Figure 5The watershed of Geer Canyon. Panel (a) shows the bounding box of the study area. Panel (b) shows a field photo of the burned study area in March 2021. Panel (c) shows the terrain elevation data. Panel (d) shows the watershed delineation result, using the Landlab FlowAccumulator and ChannelProfiler components.

https://gmd.copernicus.org/articles/17/2165/2024/gmd-17-2165-2024-f06

Figure 6Example result of discharge and surface water depth from the Landlab OverlandFlow component for the watershed of Geer Canyon.

3.2.3 Permafrost thaw and hillslope diffusion

Permafrost is defined as rock or soil that remains below 0 °C for 2 or more consecutive years. Nearly a quarter of soils in the Northern Hemisphere are permafrost-affected (Zhang et al., 2008). Due to the ongoing impact of global warming, more permafrost is thawing as temperatures rise above freezing. This results in geologic hazards such as landslides, ground subsidence, erosion, and other severe surface distortions (Lawrence and Slater, 2005; Nelson et al., 2001; Patton et al., 2019). Research for the future transformation of the permafrost in a changing climate becomes vital to reduce the negative impact of thawing permafrost on, for example, coastal erosion and infrastructure (e.g., roads and houses) and to assess the potential for the release of soil carbon to the atmosphere. In this use case, we applied the Kudryavtsev model (Anisimov et al., 1997; Kudryavtsev et al., 1977) for a study area in Alaska to evaluate the impact of the warming climate on the thickness of the active layer of permafrost. Additionally, we applied the Kudryavtsev model output, the active layer thickness, as the input for a hillslope soil transport model to predict hillslope evolution in the Eightmile Lake area, just south of Denali National Park.
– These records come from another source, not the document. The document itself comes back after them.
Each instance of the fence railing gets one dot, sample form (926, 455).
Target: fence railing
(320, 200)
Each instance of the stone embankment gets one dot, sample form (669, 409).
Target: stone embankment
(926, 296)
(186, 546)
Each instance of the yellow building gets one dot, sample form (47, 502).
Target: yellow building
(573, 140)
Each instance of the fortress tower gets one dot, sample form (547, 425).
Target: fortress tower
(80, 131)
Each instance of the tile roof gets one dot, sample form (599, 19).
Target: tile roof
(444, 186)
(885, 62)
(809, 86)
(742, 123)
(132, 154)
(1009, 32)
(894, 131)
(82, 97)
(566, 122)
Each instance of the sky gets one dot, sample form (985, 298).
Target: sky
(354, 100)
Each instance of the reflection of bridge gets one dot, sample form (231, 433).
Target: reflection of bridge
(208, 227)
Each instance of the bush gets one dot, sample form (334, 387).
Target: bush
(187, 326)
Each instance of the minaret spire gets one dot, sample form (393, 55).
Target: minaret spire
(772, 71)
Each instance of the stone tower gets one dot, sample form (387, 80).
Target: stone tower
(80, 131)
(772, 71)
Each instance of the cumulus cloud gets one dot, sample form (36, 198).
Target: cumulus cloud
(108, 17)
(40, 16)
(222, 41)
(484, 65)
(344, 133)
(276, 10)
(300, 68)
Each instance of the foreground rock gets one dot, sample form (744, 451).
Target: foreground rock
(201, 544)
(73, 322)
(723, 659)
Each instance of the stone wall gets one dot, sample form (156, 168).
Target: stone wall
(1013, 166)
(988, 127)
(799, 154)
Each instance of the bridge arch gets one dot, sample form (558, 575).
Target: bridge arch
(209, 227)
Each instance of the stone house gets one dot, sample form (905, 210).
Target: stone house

The Kudryavtsev model includes thermodynamic processes that provide a steady-state solution under the assumption of a sinusoidal air temperature forcing to predict the annual active layer thickness and snow surface temperature. This model has been implemented as a pymt Model Component for which the major inputs include annual mean temperature, amplitude of annual temperature variation, and snow cover depth. We obtained monthly mean air temperature, snow density, and snow-water-equivalent data using the ERA5 Data Component and further processed these quantities to provide model inputs. To evaluate the impact of a warming climate, we prepared two sets of inputs – for 1980–1989 and 2010–2019, respectively – to compare their corresponding model outputs. Figure 7 shows the model input time series, and Fig. 8 shows the model output of the annual active layer thickness. These plots show that the annual mean temperature tends to increase while the temperature amplitude and snow cover depth became lower in 2010–2019 than in 1980–1989. However, the warming and drying climate did not lead to a significant change in the active layer thickness. We conducted model experiments to find out the reason. We first calculated the 10-year average of annual mean temperature, amplitude of annual temperature variation, and snow cover depth for 1980–1989 and 2010–2019. Then we used these inputs to conduct two model runs for those periods. The model result for 1980–1989 will be taken as the “base” experiment for comparison. We then conducted three model runs of which each experiment used two inputs from the 10-year average for 1980–1989 and one for 2010–2019. The results showed that it can lead to an increase in the active layer thickness by only increasing the annual temperature. But if the snow thickness decreases, its insulating capacity in mid- and late winter will also decrease, and as a result, the active layer will actually become thinner. Therefore, warming temperature and decreasing snow thickness can act in opposing directions and thereby minimize changes in active layer thickness. This phenomenon was also observed with field datasets and studied by several researchers at other study sites (Garnello et al., 2021; Zhang, 2005).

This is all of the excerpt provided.